On Fri, Mar 04, 2022, Paolo Bonzini wrote:
> On 3/4/22 17:02, Sean Christopherson wrote:
> > On Fri, Mar 04, 2022, Paolo Bonzini wrote:
> > > On 3/3/22 22:32, Sean Christopherson wrote:
> > > I didn't remove the paragraph from the commit message, but I think it's
> > > unnecessary now.  The workqueue is flushed in kvm_mmu_zap_all_fast() and
> > > kvm_mmu_uninit_tdp_mmu(), unlike the buggy patch, so it doesn't need to take
> > > a reference to the VM.
> > > 
> > > I think I don't even need to check kvm->users_count in the defunct root
> > > case, as long as kvm_mmu_uninit_tdp_mmu() flushes and destroys the workqueue
> > > before it checks that the lists are empty.
> > 
> > Yes, that should work.  IIRC, the WARN_ONs will tell us/you quite quickly if
> > we're wrong :-)  mmu_notifier_unregister() will call the "slow" kvm_mmu_zap_all()

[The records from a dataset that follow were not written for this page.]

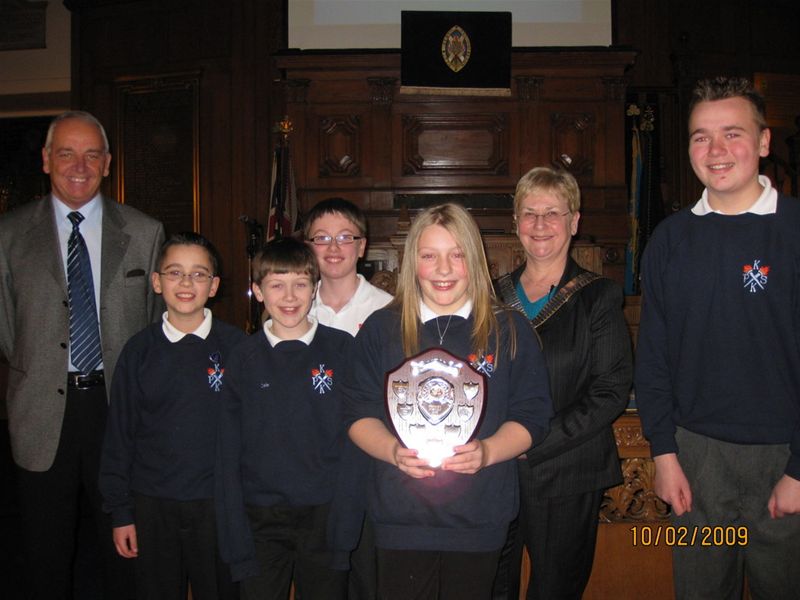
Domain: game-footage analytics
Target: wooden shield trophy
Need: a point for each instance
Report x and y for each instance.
(435, 401)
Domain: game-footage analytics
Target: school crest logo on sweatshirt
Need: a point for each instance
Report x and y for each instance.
(755, 276)
(215, 372)
(322, 379)
(482, 363)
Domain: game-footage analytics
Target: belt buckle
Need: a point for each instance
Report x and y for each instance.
(79, 381)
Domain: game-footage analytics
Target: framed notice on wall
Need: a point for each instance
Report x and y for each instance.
(157, 148)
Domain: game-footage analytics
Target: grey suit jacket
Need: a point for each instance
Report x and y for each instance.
(34, 316)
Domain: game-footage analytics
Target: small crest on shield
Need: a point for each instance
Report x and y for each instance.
(456, 48)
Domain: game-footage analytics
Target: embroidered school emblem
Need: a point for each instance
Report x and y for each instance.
(483, 363)
(322, 379)
(456, 48)
(215, 372)
(755, 276)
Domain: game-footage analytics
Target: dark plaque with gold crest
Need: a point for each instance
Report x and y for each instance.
(435, 401)
(455, 52)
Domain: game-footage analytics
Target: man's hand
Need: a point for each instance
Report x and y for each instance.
(785, 498)
(125, 541)
(671, 484)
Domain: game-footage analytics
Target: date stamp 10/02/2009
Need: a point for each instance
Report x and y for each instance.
(669, 535)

> > and thus ensure all non-root pages zapped, but "leaking" a worker will trigger
> > the WARN_ON that there are no roots on the list.
> 
> Good, for the record these are the commit messages I have:
> 
>     KVM: x86/mmu: Zap invalidated roots via asynchronous worker
>     Use the system worker threads to zap the roots invalidated
>     by the TDP MMU's "fast zap" mechanism, implemented by
>     kvm_tdp_mmu_invalidate_all_roots().

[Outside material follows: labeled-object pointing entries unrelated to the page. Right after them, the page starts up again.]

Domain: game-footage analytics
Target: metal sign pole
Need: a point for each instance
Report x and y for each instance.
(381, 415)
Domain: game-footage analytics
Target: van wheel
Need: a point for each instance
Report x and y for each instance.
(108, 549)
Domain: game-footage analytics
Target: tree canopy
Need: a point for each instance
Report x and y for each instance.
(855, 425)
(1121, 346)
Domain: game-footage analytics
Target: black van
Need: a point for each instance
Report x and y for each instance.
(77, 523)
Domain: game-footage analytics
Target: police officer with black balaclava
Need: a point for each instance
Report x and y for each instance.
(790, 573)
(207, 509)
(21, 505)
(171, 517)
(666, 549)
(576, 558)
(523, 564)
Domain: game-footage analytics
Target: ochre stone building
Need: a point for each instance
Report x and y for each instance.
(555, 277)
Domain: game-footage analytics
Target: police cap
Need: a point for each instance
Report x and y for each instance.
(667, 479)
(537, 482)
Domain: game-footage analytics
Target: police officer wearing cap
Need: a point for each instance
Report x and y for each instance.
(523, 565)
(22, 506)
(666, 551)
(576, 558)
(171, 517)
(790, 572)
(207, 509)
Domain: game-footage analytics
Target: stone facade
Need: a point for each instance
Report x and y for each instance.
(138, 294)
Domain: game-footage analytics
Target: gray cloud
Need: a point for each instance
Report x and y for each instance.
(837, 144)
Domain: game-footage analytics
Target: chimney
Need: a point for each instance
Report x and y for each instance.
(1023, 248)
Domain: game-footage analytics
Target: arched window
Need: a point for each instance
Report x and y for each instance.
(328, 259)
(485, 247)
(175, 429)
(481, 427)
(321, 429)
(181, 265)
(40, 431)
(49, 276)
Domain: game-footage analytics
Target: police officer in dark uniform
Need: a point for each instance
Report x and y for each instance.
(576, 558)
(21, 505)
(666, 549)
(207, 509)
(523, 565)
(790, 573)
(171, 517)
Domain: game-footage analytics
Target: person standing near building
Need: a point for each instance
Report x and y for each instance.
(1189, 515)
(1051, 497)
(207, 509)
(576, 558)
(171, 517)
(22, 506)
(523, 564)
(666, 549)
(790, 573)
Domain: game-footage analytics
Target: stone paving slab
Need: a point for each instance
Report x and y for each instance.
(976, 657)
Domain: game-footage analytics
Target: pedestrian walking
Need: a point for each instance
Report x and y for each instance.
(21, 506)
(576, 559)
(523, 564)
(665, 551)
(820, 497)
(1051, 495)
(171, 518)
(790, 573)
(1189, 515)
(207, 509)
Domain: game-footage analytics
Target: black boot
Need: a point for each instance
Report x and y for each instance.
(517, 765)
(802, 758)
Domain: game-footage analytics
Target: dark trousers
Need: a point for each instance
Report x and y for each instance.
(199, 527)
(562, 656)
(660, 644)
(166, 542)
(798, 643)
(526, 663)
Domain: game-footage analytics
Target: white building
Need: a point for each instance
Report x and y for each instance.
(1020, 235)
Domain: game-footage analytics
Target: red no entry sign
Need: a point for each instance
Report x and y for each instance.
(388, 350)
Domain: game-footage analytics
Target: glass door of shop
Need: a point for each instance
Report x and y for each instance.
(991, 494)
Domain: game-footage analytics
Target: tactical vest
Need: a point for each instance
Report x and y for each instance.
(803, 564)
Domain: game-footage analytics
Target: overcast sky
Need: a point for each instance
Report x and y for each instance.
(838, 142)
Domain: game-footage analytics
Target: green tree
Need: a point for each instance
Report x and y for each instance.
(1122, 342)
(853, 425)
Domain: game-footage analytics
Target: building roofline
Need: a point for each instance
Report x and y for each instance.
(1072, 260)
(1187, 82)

>     At this point, apart from allowing some parallelism in the zapping of
>     roots, the workqueue is a glorified linked list: work items are added and
>     flushed entirely within a single kvm->slots_lock critical section.  However,
>     the workqueue fixes a latent issue where kvm_mmu_zap_all_invalidated_roots()

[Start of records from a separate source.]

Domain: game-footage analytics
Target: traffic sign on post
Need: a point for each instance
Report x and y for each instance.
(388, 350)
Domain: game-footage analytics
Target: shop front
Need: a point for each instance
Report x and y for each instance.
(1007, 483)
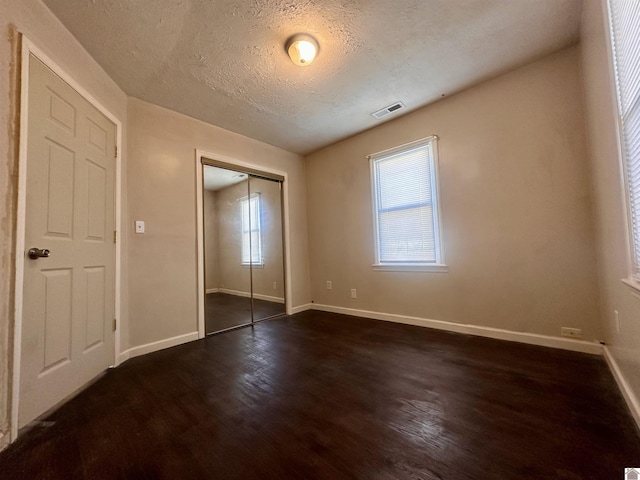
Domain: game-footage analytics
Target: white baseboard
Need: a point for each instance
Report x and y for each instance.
(301, 308)
(497, 333)
(159, 345)
(625, 388)
(259, 296)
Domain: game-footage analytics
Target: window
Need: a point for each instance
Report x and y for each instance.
(624, 16)
(251, 234)
(406, 214)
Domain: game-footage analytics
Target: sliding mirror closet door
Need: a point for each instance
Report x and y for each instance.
(227, 275)
(264, 241)
(243, 247)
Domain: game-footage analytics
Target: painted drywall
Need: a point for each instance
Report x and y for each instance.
(35, 21)
(211, 275)
(610, 209)
(232, 275)
(517, 215)
(162, 192)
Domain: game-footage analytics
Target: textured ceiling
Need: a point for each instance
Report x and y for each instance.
(223, 61)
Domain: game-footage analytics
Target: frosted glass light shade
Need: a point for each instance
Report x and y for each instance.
(302, 49)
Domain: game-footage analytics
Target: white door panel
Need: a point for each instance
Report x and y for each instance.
(69, 297)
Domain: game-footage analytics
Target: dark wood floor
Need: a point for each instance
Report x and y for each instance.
(324, 396)
(224, 311)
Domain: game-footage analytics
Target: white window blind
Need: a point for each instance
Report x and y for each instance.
(405, 204)
(251, 230)
(625, 31)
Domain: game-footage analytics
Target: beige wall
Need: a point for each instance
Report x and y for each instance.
(211, 276)
(232, 275)
(162, 192)
(611, 226)
(515, 194)
(33, 19)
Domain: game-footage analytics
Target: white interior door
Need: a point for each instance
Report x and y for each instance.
(69, 296)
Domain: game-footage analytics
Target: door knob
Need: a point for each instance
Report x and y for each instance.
(35, 253)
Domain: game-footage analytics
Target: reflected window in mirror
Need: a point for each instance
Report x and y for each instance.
(251, 230)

>     assumes that it owns a reference to all invalid roots; therefore, no
>     one can set the invalid bit outside kvm_mmu_zap_all_fast().  Putting the
>     invalidated roots on a linked list... erm, on a workqueue ensures that
>     tdp_mmu_zap_root_work() only puts back those extra references that
>     kvm_mmu_zap_all_invalidated_roots() had gifted to it.
> 
> and
> 
>     KVM: x86/mmu: Zap defunct roots via asynchronous worker
>     Zap defunct roots, a.k.a. roots that have been invalidated after their
>     last reference was initially dropped, asynchronously via the existing work
>     queue instead of forcing the work upon the unfortunate task that happened
>     to drop the last reference.
>     If a vCPU task drops the last reference, the vCPU is effectively blocked
>     by the host for the entire duration of the zap.  If the root being zapped
>     happens be fully populated with 4kb leaf SPTEs, e.g. due to dirty logging
>     being active, the zap can take several hundred seconds.  Unsurprisingly,
>     most guests are unhappy if a vCPU disappears for hundreds of seconds.
>     E.g. running a synthetic selftest that triggers a vCPU root zap with
>     ~64tb of guest memory and 4kb SPTEs blocks the vCPU for 900+ seconds.
>     Offloading the zap to a worker drops the block time to <100ms.
>     There is an important nuance to this change.  If the same work item
>     was queued twice before the work function has run, it would only
>     execute once and one reference would be leaked.  Therefore, now that
>     queueing items is not anymore protected by write_lock(&kvm->mmu_lock),
>     kvm_tdp_mmu_invalidate_all_roots() has to check root->role.invalid and
>     skip already invalid roots.  On the other hand, kvm_mmu_zap_all_fast()
>     must return only after those skipped roots have been zapped as well.
>     These two requirements can be satisfied only if _all_ places that
>     change invalid to true now schedule the worker before releasing the
>     mmu_lock.  There are just two, kvm_tdp_mmu_put_root() and
>     kvm_tdp_mmu_invalidate_all_roots().

Very nice!